The film is a microcosm of the toxic relationship between law breakers and enforcers which defines the uniquely disunited United States of America, and is written and directed by British/Irish Martin McDonagh, the mind behind the blackly comic and violent In Bruges and Seven Psychopaths.
The Big Issue: Could Three Billboards be set in a different country or does America have a particularly peculiar relationship with violence and
the police?
MM: I think this story always had to have a small-town American backdrop, and the dimension of police violence in the story meant it needed to be set there. The conversation would’ve been a lot different if it had been set here, or in Europe.
What is the conversation the film is having?

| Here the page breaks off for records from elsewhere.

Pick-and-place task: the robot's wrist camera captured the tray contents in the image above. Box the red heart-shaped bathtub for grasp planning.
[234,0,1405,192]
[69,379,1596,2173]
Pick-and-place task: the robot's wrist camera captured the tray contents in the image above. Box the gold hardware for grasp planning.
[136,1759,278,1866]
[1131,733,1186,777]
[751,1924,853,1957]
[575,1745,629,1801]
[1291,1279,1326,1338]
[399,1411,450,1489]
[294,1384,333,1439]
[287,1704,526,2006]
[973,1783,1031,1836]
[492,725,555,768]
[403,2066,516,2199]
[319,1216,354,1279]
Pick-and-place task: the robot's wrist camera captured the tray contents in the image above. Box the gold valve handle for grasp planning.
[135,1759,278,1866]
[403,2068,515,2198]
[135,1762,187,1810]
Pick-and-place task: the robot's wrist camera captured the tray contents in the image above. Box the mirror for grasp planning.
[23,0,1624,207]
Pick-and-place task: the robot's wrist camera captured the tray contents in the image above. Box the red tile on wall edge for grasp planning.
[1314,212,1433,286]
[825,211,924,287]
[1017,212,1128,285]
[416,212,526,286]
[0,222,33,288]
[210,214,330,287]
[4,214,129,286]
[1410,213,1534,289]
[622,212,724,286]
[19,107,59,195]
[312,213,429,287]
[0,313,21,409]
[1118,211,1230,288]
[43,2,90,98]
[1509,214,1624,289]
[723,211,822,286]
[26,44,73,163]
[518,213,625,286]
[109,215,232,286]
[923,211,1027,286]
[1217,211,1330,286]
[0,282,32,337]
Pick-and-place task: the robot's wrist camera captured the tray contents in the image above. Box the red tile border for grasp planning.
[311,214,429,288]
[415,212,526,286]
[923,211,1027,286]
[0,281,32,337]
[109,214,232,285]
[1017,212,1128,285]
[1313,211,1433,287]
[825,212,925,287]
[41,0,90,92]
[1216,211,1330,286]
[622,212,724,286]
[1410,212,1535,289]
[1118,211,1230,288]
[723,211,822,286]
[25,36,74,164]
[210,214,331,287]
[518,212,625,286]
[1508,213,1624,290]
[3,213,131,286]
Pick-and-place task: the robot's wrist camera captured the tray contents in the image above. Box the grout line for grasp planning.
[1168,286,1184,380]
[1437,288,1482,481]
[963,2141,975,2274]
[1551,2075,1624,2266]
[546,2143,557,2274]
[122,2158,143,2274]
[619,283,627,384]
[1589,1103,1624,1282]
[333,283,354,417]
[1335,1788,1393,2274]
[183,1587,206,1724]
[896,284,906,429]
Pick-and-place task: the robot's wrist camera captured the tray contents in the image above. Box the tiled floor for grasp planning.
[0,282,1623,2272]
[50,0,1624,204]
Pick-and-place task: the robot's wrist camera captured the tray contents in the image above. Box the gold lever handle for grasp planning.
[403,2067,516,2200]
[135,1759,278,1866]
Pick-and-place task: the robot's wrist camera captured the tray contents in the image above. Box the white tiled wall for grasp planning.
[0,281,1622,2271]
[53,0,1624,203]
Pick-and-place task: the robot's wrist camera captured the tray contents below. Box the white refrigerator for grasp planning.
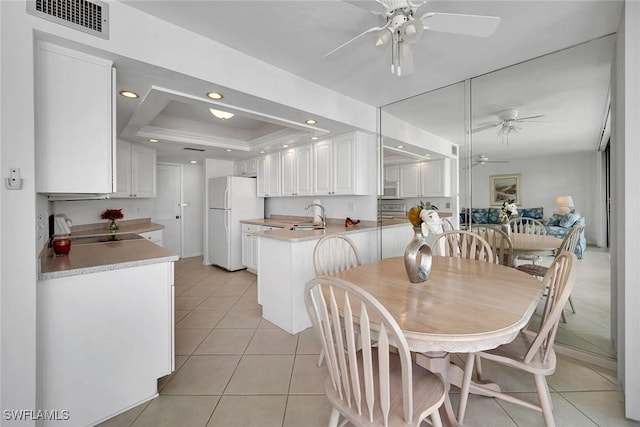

The story is a war between two people who are both to some degree in the right, and that’s where so much of the tension and drama arises. Where do you go when
you’re in a place of loss and anger that’s dead-ended? What can you do, constructive or destructive, to shake things up and get something done? What happens when there might not be any hope in a situation, but you decide you’re going to keep making waves until hope arrives? That’s why this feels different from most crime films; there’s the lingering question of ‘what if there is no solution to this crime?’.